The L1 cache helps caching temporary resgister spills of complex programs.
In older generations, GPUs spilled registers directly to DRAM, increasing access latency.
With L1 cache, performance scales gracefully with increased temporary register usage.
L2 cache
L2 provides efficient, high-speed data sharing across the GPU.
- Algorithms for which data addresses are not known beforehand can especially benefit from the cache hierarchy.

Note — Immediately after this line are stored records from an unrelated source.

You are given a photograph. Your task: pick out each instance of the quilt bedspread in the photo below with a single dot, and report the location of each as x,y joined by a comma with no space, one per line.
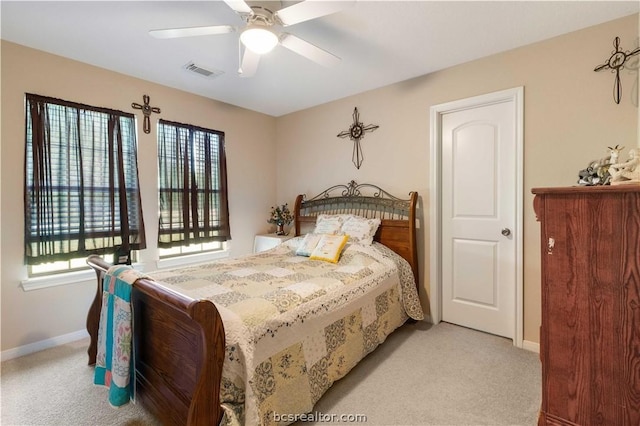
294,326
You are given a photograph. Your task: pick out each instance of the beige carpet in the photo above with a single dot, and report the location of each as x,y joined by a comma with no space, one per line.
422,375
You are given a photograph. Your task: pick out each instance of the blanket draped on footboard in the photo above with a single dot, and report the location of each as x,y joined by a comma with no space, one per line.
114,359
294,326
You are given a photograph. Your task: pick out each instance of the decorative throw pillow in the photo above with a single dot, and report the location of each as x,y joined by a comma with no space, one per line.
329,223
308,243
329,248
360,230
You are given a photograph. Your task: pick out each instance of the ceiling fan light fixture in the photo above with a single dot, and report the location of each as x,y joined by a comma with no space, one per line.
258,39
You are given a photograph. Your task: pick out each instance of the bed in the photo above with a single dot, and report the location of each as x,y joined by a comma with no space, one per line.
192,348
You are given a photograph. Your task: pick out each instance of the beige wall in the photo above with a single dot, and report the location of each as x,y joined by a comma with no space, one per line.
570,119
38,315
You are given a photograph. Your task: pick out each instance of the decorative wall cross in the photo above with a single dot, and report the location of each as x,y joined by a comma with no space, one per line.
146,110
356,132
616,63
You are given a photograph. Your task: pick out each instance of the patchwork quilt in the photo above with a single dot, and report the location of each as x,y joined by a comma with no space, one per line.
293,325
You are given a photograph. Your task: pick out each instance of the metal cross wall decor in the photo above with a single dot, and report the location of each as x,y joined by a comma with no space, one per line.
356,132
146,110
616,63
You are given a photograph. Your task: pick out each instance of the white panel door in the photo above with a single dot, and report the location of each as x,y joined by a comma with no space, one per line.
478,216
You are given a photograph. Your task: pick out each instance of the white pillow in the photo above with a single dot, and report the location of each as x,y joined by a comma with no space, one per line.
329,223
360,230
308,243
329,248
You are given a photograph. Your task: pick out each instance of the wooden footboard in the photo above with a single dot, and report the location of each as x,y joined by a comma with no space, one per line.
179,349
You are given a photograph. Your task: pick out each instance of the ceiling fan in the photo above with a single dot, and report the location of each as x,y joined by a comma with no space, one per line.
262,31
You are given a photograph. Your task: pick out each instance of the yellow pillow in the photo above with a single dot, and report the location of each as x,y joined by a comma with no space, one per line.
329,248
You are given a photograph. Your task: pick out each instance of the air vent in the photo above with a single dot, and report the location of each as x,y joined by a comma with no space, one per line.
203,72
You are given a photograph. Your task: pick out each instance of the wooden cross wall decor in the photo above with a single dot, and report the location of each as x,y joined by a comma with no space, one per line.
146,110
356,132
615,63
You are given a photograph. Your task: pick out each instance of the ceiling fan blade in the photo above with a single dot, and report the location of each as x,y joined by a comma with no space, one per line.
192,31
308,50
310,9
250,61
239,6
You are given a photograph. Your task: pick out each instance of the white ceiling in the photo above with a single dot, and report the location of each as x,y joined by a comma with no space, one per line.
380,42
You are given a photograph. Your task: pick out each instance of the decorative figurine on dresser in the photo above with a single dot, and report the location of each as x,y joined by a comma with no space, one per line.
590,331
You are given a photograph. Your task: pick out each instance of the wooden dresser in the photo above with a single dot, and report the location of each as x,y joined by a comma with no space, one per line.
590,332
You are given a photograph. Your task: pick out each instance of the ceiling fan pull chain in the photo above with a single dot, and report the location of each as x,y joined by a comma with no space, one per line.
239,56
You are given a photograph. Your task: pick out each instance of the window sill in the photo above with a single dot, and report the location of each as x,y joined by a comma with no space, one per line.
190,259
55,280
89,276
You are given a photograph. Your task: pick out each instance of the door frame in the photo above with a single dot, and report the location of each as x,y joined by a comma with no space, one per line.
435,198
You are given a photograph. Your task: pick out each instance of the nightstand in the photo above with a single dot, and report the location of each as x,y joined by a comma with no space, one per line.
264,242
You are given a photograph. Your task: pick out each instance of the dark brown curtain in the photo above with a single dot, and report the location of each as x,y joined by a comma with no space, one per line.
192,185
81,181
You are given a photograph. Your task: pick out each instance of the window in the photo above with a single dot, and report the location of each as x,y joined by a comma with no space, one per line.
81,182
192,187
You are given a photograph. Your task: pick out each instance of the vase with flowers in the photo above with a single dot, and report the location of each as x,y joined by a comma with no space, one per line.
280,216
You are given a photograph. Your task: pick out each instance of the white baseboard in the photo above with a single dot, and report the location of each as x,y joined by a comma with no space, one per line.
42,345
531,346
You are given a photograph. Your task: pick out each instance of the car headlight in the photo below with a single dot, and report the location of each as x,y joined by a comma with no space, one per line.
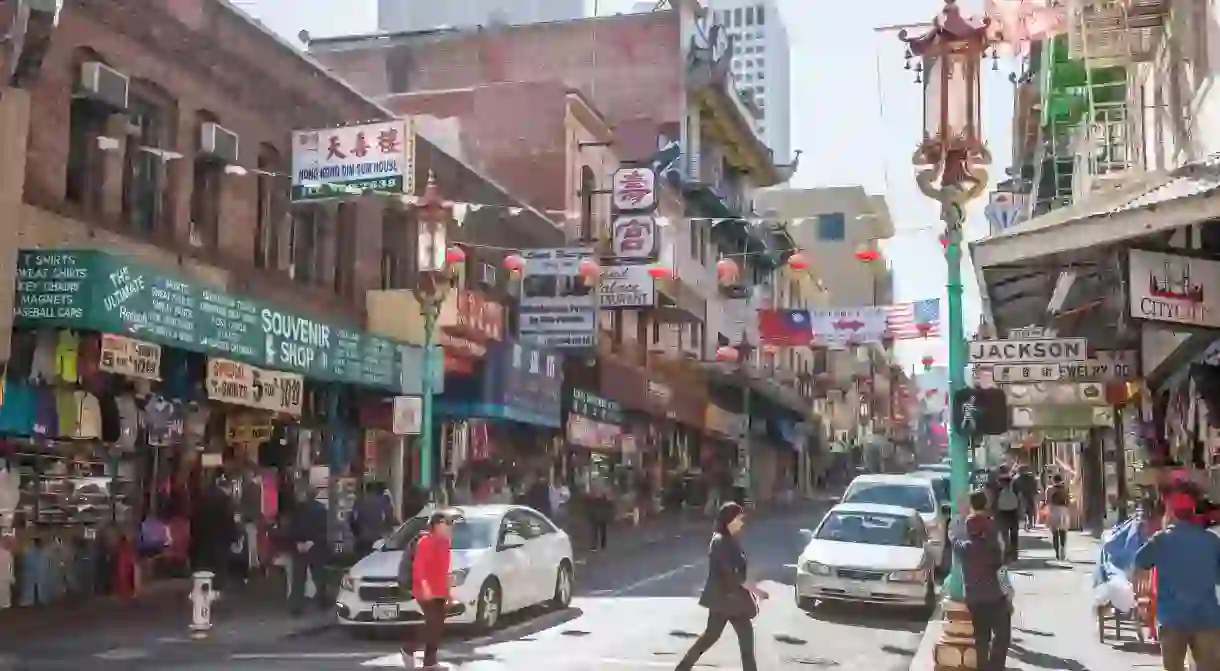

- Kernels that require multiple SMs to read the same data also benefit from having an L2 cache.
Unified Cache Architecture
This unified design allows the L1 cache to leverage resources, increasing its bandwidth, and allows it to be reconfigured to grow larger when shared memory allocations are not using all of the shared memory capacity.
Furthermore, a configurable L1 cache can be as large as 64KB in size, combined with a 32KB per SM shared memory allocation, or it can be reduced to 32KB of L1 cache, allowing 64KB of allocation to be used for shared memory.
Combining the L1 data cache with the shared memory reduces latency and provides higher bandwidth than the L1 cache implementation used previously.